Tim Spirit: Don’t be big crybabies about how the whistle blows

2015-04-13 09:00

The culture of misbehaviour that is slowly creeping into football should be nipped in the bud.

What we saw last week, when Mamelodi Sundowns coach Pitso Mosimane charged at referee Thabo Nkosi after the final whistle of their game against Mpumalanga Black Aces, is unacceptable.

A day later, we witnessed barbaric behaviour from Bafana’s top goalkeeper, Itumeleng Khune, who remonstrated uncontrollably with referee Phillip Tinyani, forcing the official to send him for an early shower (or a late one, as the game was nearing its end).

Khune should know that showing dissent by words or action is one of seven questionable offences under Fifa’s law 12. He breached both, justifying his sending off.

For the record, Khune was handed two yellow cards, followed by a red – in the space of seconds.

Khune then took to social media to vent his anger.

“It’s about time action is taken against this referees by @OfficialPSL.

“They’ve been very poor since beginning of the season.

“It’s unfair hw we are painted bad for our actions on de field bt we are provoked by thse referees, can cal me names but I stand 4 what’s right [sic all]” he tweeted after the game.

This is totally unacceptable, as he was inciting supporters against match officials.

On Wednesday evening, Mosimane hit the roof after Nkosi disallowed a goal, which would have sealed the game for him.

He went on to sarcastically say Nkosi stole the show and deserved to be man of the match.

However, television replays clearly show Nkosi’s call was the correct one, as goal scorer Bongani Zungu fouled goalkeeper Jackson Mabokgwane.

By saying Sundowns had to wait for seven years to win their first trophy, Mosimane insinuated that there were conspiracies against his club.

He whinged that he was the only coach who received heavy fines – forgetting he was also the only one with an anger problem.

The same Mosimane did not notice the penalty awarded to his team had not been legitimate, as Hlompho Kekana clearly took a dive to win the spot kick.

Mosimane also questioned Aces’ goal, arguing goalkeeper Denis Onyango was fouled.
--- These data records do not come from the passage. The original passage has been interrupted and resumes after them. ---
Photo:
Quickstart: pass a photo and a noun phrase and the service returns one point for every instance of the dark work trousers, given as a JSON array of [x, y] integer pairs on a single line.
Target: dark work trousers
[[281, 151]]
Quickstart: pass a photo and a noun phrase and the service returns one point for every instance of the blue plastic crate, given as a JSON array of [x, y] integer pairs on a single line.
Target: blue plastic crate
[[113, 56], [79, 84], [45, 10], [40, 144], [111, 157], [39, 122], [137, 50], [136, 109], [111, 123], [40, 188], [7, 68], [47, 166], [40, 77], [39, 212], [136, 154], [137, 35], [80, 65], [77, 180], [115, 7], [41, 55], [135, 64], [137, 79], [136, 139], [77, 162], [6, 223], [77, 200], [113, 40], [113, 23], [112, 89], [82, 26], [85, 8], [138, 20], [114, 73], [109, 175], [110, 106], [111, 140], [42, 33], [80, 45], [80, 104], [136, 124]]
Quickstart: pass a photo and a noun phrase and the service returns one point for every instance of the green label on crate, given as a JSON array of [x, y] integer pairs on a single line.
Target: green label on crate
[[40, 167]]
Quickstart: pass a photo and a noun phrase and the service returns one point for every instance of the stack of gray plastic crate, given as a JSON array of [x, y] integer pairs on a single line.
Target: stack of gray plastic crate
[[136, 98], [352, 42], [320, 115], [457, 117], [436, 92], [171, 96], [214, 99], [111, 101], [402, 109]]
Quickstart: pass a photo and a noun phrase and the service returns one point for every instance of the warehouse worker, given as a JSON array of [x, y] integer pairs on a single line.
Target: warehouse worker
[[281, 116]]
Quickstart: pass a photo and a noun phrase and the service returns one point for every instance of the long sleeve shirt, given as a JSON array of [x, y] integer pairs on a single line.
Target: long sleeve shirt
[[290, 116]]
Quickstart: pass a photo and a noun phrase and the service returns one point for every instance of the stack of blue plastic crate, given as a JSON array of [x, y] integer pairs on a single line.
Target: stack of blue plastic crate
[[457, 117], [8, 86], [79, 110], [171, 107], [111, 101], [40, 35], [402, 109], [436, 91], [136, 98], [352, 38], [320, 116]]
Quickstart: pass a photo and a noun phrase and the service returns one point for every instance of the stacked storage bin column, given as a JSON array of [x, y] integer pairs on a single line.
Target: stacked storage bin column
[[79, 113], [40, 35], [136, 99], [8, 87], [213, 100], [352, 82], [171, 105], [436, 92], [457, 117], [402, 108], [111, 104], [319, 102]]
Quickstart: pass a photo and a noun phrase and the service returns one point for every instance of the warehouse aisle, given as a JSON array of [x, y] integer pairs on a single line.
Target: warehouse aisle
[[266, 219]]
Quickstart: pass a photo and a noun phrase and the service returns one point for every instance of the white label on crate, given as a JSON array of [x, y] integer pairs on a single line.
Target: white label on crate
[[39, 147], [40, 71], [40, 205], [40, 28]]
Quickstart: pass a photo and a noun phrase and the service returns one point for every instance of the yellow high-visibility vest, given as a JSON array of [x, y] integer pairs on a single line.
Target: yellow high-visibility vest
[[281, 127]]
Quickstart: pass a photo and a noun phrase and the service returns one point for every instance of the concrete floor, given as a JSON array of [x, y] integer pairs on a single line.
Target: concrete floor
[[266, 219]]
Interestingly, Jingles did not agree with Nkosi’s call on Zungu’s challenge to Mabokgwane.

That Nkosi did not issue a foul on Onyango did mean he could not do so against Mabokgwane. Two wrongs don’t make a right.

There’s no doubt we are again in that time of the season when the spotlight falls on officiating.
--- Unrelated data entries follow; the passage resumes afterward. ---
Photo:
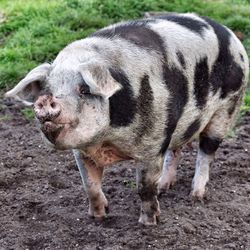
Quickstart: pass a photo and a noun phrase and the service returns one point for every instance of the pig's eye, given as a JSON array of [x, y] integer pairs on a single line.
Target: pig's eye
[[84, 90]]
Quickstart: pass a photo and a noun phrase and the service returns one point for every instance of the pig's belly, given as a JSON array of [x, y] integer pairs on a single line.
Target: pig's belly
[[105, 154]]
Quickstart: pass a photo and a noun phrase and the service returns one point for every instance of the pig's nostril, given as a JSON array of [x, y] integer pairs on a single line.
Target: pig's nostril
[[40, 106], [53, 105]]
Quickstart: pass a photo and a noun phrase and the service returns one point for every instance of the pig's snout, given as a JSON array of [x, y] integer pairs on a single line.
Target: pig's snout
[[47, 108]]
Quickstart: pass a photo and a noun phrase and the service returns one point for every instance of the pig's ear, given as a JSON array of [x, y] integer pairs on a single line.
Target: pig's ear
[[28, 89], [99, 79]]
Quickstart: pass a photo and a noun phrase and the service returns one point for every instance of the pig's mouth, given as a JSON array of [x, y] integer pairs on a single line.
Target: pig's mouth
[[52, 130]]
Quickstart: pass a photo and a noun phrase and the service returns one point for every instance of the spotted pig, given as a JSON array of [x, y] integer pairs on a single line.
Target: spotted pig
[[141, 90]]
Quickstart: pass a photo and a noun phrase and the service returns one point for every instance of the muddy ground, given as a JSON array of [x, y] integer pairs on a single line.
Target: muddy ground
[[43, 205]]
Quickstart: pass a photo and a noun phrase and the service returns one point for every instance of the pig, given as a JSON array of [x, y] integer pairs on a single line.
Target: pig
[[141, 90]]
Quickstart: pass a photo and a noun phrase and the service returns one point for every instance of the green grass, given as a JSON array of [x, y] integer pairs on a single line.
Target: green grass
[[32, 32]]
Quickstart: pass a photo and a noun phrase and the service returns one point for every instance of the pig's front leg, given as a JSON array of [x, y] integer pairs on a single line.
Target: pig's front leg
[[147, 179], [168, 176], [91, 175]]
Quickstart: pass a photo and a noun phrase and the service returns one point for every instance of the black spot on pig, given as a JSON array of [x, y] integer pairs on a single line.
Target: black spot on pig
[[209, 145], [145, 109], [181, 59], [226, 75], [241, 57], [137, 33], [193, 25], [201, 82], [191, 130], [122, 103], [177, 85], [234, 103]]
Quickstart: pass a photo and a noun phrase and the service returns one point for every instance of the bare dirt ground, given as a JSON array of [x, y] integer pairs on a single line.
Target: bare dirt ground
[[43, 205]]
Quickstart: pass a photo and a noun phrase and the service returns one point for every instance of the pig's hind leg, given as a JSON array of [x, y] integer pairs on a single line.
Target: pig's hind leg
[[147, 180], [209, 141], [92, 177], [168, 176]]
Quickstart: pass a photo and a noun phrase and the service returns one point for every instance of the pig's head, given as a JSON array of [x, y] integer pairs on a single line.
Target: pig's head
[[71, 103]]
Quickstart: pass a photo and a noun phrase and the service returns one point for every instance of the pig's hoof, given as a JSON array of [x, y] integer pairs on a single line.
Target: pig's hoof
[[198, 194], [149, 221]]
What we witnessed this week was just the tip of the iceberg, as rowdy behaviour has slowly been creeping into our game – and it should be rooted out by authorities.

We are not in England or Europe, where players can argue with match officials willy-nilly.
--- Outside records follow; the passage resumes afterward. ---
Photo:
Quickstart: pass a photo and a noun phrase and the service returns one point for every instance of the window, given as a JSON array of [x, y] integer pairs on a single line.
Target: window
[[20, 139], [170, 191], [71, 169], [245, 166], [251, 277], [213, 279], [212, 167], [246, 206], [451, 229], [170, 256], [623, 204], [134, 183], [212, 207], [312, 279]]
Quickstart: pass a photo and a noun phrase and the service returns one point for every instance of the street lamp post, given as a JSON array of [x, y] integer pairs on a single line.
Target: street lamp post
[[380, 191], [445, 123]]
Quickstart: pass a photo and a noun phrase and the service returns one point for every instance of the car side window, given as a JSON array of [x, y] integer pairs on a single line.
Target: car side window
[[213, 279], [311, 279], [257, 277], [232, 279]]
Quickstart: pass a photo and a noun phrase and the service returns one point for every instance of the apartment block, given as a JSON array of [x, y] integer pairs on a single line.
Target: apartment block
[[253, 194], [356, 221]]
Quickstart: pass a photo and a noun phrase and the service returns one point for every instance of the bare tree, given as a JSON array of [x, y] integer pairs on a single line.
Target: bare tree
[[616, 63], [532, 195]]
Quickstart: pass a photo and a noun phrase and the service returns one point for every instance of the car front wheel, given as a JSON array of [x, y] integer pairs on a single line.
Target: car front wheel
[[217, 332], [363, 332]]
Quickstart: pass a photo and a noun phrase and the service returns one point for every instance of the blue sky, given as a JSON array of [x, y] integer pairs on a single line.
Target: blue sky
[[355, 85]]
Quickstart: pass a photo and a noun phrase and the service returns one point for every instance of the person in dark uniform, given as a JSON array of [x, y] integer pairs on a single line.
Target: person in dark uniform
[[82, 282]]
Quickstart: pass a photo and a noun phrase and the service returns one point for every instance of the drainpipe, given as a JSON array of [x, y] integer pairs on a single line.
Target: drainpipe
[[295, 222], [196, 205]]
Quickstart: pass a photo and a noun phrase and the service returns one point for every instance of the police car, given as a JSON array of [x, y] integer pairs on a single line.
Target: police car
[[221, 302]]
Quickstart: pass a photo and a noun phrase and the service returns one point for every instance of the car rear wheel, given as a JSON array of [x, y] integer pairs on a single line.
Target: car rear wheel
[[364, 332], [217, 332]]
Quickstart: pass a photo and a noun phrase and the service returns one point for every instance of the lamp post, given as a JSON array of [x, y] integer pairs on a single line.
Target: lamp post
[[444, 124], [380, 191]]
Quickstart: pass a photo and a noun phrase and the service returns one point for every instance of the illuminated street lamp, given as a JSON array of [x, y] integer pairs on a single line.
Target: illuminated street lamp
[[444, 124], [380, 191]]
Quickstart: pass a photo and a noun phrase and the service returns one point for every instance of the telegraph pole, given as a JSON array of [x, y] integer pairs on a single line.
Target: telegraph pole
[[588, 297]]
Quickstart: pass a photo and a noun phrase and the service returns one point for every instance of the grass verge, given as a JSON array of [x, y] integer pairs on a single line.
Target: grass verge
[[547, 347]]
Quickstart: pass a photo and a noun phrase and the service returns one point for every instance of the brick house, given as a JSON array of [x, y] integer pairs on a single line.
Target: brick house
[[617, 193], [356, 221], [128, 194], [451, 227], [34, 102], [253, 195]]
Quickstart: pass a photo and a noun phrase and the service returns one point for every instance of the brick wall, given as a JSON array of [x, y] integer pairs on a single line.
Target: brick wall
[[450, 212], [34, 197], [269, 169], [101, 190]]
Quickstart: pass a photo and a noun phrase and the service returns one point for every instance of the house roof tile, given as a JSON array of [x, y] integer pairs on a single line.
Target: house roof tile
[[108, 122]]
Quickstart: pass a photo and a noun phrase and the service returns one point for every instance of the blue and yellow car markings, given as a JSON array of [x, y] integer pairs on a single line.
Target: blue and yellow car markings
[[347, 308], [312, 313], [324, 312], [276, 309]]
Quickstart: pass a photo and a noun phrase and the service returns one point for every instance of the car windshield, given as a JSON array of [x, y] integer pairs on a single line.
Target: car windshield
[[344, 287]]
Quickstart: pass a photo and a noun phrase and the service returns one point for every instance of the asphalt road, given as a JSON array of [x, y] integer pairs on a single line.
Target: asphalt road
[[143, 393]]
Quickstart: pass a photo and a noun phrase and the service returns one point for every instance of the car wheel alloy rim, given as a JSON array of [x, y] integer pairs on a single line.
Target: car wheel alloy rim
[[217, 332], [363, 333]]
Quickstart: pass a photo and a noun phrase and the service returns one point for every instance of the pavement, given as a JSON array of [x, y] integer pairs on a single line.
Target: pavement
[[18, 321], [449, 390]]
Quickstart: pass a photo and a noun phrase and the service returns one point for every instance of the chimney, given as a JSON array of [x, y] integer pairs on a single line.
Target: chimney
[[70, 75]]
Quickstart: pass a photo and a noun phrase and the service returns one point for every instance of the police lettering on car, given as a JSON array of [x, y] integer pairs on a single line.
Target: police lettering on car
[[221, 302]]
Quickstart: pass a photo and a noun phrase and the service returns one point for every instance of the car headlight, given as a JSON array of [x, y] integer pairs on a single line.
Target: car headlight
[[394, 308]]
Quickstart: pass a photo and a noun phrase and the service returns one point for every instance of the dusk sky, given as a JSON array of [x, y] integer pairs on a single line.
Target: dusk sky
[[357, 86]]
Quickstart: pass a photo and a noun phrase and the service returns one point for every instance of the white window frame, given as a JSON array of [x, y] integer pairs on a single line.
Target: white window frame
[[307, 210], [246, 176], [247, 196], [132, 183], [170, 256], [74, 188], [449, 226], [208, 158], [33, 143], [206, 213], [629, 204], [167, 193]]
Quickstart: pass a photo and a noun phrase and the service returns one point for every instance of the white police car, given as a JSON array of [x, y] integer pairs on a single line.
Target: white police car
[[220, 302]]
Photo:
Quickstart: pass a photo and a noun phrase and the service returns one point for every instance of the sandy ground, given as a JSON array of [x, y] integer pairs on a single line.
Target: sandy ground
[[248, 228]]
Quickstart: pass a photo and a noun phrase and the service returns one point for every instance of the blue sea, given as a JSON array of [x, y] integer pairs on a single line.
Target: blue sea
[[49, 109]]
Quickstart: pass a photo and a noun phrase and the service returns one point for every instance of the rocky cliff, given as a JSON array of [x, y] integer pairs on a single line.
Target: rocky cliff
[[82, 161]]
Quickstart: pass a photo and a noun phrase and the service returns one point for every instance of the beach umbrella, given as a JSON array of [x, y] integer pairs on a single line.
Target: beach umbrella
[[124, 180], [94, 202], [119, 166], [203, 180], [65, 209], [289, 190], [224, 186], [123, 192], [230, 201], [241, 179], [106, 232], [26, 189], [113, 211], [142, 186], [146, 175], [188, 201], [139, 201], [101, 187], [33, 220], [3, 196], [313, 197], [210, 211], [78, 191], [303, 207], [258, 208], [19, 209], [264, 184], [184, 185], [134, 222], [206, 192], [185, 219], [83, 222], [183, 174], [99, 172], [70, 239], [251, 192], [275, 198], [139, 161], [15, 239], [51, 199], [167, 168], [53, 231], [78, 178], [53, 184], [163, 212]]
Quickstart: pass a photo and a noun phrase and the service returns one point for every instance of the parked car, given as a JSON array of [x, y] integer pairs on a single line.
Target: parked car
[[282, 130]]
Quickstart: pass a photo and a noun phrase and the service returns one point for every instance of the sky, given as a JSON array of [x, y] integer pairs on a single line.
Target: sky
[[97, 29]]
We have different cultures.

Khune may have gotten away with his behaviour in England – without suffering even a yellow card.

But we have our own upbringing in South Africa. Many kids watch soccer. To them, the likes of Khune and Pitso are role models.

They look up to them and want to emulate them – so players must lead from the front.

I am a big fan of Mosimane, but his behaviour is letting him down. He sounds like a crybaby.

It will be interesting to see what action – if any – the league will take against the two.